Essentially, they requested a whole bunch of stuff from the administration under FOIA, and got stonewalled or delayed on a goodly amount.
It bothers me. I’m not saying Republicans would do better, but is there something to this? Is this a case where the administration is doing a bad job, or is it spin about a bunch of nothing?
FOIA delays have been a huge problem for years - the backlog is sizable. It’s an area where the default should be disclosure, not obfuscation. Unfortunately, “good government” policies don’t move voters.
Well, for their little experiment (sending requests to 57 agencies) to mean anything, I think you’d first have to get some statistics on the number of FOIA requests received by each agency per day and how long each one takes to respond to. Because there’s a fundamental disconnect between wanting smaller government and expecting rapid response. If it takes 2 hours to respond to a FOIA request, and an agency receives 8/day, then you’d need 2 full-time employees just to handle them. Are there fees associated with the FOIA act request to defray those expenses?

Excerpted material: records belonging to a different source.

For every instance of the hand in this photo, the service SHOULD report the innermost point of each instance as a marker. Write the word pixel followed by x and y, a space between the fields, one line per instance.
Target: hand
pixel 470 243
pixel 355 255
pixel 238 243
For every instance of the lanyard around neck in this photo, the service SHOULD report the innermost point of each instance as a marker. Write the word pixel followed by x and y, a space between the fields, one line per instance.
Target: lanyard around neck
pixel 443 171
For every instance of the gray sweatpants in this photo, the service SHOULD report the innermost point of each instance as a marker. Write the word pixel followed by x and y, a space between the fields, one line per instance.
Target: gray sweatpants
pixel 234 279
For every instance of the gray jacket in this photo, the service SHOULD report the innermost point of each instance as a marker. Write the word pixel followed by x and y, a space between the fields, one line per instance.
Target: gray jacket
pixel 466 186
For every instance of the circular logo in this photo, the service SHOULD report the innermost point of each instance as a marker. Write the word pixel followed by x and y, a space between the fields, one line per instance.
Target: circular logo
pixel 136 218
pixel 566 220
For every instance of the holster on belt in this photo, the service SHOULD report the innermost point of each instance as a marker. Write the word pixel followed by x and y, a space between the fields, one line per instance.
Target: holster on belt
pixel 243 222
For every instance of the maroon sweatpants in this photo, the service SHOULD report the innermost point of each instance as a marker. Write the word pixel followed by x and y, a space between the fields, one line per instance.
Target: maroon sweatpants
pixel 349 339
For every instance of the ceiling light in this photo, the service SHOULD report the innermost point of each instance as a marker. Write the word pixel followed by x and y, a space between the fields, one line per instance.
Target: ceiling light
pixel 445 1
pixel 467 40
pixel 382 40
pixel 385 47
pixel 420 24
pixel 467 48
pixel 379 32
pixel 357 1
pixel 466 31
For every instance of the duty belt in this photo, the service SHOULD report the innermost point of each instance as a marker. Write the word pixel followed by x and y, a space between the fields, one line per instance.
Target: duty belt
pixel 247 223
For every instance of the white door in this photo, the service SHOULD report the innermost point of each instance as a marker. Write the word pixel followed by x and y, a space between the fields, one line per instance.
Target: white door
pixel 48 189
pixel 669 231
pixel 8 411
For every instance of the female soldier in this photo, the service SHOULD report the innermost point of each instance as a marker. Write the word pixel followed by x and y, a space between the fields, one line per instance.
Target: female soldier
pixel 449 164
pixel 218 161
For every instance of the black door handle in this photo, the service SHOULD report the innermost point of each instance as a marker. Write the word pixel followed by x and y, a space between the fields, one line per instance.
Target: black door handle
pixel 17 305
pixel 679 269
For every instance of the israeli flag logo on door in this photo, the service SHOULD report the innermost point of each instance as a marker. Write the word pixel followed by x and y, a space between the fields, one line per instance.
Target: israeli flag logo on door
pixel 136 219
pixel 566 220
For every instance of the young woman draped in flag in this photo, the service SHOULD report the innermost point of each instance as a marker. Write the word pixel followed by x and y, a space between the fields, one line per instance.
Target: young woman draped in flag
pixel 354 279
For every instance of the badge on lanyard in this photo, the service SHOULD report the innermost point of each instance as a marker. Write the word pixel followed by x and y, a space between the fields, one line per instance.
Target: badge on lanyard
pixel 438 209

Let’s assume it takes only 2 hours to fulfill a request for information regarding out of state travel for each executive (seems low to me).
Then Bloomberg’s little experiment cost the taxpayer 114 hours or pretty close to three man weeks of effort. And that’s just one of thousands of requests received every year. Seems like it’s not testing transparency but staffing levels.
FWIW I designed the FOIA system for the FBI and the DEA. I don’t know what other agencies use or how they fulfill requests. I do know pretty much all of them drag their feet whenever they want to and use a huge variety of reasons to deny, partially fulfill, ignore, or make mistakes, etc. when they get requests.
As far as number of requests, the FBI gets thousands of them and have a large staff (20-25?) devoted to nothing else. I think the average request, (once it makes it to the pile) takes about 10 days. Requests for the Kennedy assainations once took 3 full time people just for those requests. Marilyn Monroe had a devoted staffer as well.
Disclaimer: This was a few years ago and I have moved on.
Lanzy, can you give us some idea of the time frame of your involvement with this issue? I’m wondering if different staffing levels between then and now could be a factor.
Like Jas09, I had hoped for better. I’m sure transparency is one of those things that sounds a lot better when you are on the outside than it turns out to be on the inside.
If you want to know what Obama thinks of government transparency, just look at how his administration has dealt with CIA torturers. Of everyone who used or knew of the use of torture, the only man he wants to prosecute is the whistleblower, John Kiriakou.
Since this is the Elections forum, I assume the OP wants to know if there is something to this in the context of hurting Obama in November. Let’s assume that Bloomberg has uncovered the greatest “reverse transparency” scandal in the history of the United States, nay, the world, an unveiling of nefarious, scurrilous, and reprehensible behavior so great, that it truly boggles the mind. The answer to the question would still be an unequivocal “no.” Obama will not be harmed one single percentage point, because in the context of other issues that actually have an effect on people’s lives, nobody cares about this.
I put it here because it didn’t quite seem like a great debate somehow.
But I am interested beyond how it will affect the election. The red base will naturally think this is worse-than-Hitler, while the blue base will see it as nothing (and btw Bloomberg is evil).
I’m trying to get fresh perspective. I’m just trying to understand FOIA, and if Obama really is stonewalling, and if he is trying to keep too much secret.